1) WALKER BROOK CASCADES
I bushwhacked off Falling Waters Trail a little ways up Walker Brook, which drains the western slopes of Mts. Lafayette and Lincoln, then worked my way downstream past a series of nice cascades.
The highest cascade I went to.
Broad sheets of granite, very slippery.
A two-step cascade.
A series of shelves.
A granite boulevard through the forest.
A fine cascade, should be impressive in high water.
Rolling and tumbling.
2) LOWER FALLING WATERS TRAIL
The waterfalls along the Falling Waters Trail along Dry Brook were touted in late 1800s guidebooks, but they were called Walker's Falls because what is now called Dry Brook was then known as Walker Brook. At some point the Walker name was transferred to the next brook to the north, which has its own set of cascades. In those earlier days access to the waterfalls was via logging road and rough bushwhack. Today's Falling Waters Trail was laid out in 1958 by noted trail-builder Clyde Smith, and was completed with volunteer labor.
Stairs Falls, which was once called Lower Walker's Falls. In his 1898 Guide Book to the Franconia Notch and the Pemigewasset Valley, Frank O. Carpenter described it as "a series of step-like cascades over sheets of granite." In Part 2 of Charles H. Hitchcock's Geology of New Hampshire (1877), this is presumably what was called "Walker's Staircase."
Swiftwater Falls, described by Carpenter as "a fall fifty feet high over blocks of granite."

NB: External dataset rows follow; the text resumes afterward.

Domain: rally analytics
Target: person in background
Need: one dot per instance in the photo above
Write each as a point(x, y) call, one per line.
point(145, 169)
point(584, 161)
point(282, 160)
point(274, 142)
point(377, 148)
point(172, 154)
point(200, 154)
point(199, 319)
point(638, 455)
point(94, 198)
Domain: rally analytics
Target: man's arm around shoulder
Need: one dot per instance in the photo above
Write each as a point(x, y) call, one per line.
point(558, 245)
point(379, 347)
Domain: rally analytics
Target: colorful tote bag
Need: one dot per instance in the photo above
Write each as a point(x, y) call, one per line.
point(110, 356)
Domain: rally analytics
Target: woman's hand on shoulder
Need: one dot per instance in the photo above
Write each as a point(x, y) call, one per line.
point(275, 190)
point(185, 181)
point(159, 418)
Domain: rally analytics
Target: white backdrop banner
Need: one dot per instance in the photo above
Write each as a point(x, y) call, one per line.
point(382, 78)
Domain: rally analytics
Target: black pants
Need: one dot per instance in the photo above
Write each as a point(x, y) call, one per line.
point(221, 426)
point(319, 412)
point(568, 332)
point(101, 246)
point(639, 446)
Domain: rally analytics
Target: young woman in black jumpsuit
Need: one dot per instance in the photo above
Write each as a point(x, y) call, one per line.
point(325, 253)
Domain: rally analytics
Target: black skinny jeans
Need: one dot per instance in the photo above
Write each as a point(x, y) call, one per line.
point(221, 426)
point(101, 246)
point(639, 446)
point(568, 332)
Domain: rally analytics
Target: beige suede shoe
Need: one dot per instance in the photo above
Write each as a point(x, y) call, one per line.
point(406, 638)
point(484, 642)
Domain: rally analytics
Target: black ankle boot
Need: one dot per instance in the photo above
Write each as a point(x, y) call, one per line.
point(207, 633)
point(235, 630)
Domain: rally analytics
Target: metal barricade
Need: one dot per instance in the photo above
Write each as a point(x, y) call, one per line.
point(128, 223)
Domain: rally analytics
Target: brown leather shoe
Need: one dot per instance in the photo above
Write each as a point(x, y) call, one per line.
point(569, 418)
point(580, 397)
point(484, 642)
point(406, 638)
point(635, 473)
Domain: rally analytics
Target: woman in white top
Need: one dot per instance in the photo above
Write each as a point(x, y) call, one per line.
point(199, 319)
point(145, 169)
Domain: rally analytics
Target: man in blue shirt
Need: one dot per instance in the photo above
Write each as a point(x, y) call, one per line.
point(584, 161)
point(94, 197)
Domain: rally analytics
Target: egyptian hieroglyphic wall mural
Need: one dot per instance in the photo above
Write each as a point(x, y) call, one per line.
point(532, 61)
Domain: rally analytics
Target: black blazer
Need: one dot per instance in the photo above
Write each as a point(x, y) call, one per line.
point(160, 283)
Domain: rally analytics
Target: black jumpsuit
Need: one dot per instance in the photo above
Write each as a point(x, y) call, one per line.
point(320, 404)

Cloudland Falls was looking good after the previous night's heavy thunderstorms.
Carpenter called this the "splendid upper falls where the water makes a clear leap of sixty feet." Charles H. Hitchcock called it "Apron Falls."
It was going to be a busy day on Franconia Ridge. Coming down from Cloudland Falls I passed at least 150 upbound hikers, maybe more.
3) LITTLE EAST POND
This small, shallow secluded pond resides on a high shelf in the southern shadow of Scar Ridge. One of my favorite ponds in the Whites, it has a wild aura and is far less visited than its easterly neighbor, East Pond. The 2-mile hike to the pond on the East Pond Trail and Little East Pond Trail is pleasant with mostly very good footing.
The scene was a bit on the dark side when I arrived at the south shore around 9:00 am. The water level was down, making it easy to get out to the edge for a view of the Scar Ridge peaks.
This gnarled old red maple guards the shore just to the west of the outlook spot.
There were several clusters of what I believe is Pale St. John's Wort in bloom along the shore.
The sun burned through and brightened the pond and ridge. The main (west) summit of Scar Ridge is on the left, Middle Scar Ridge on the right. Middle Scar and its southern cliffy ledges look temptingly close from
here, but reports indicate that blowdown and dense conifer scrub
guarantee a miserable ascent. Mike Dickerman and I used this route back
in 1987 and it was difficult then. It sounds like it's even worse now.
I spent a quiet 50 minutes at the pond, taking in the serenity and listening to some of the last birdsong of the summer (White-throated Sparrow, Magnolia Warbler, Winter Wren, Red-eyed Vireo, Dark-eyed Junco). To my surprise, a Belted Kingfisher landed on a snag along the north shore. I assumed this very shallow pond was essentially fishless, but the Kingfisher dove with a splash and came up with a morsel.
Pleasant walking on the grade of the Woodstock & Thornton Gore logging railroad, which operated from 1909 to 1914. It's a wonderful mellow hike whether you do the 4-mile round trip to Little East Pond, or the full five mile loop that also includes East Pond.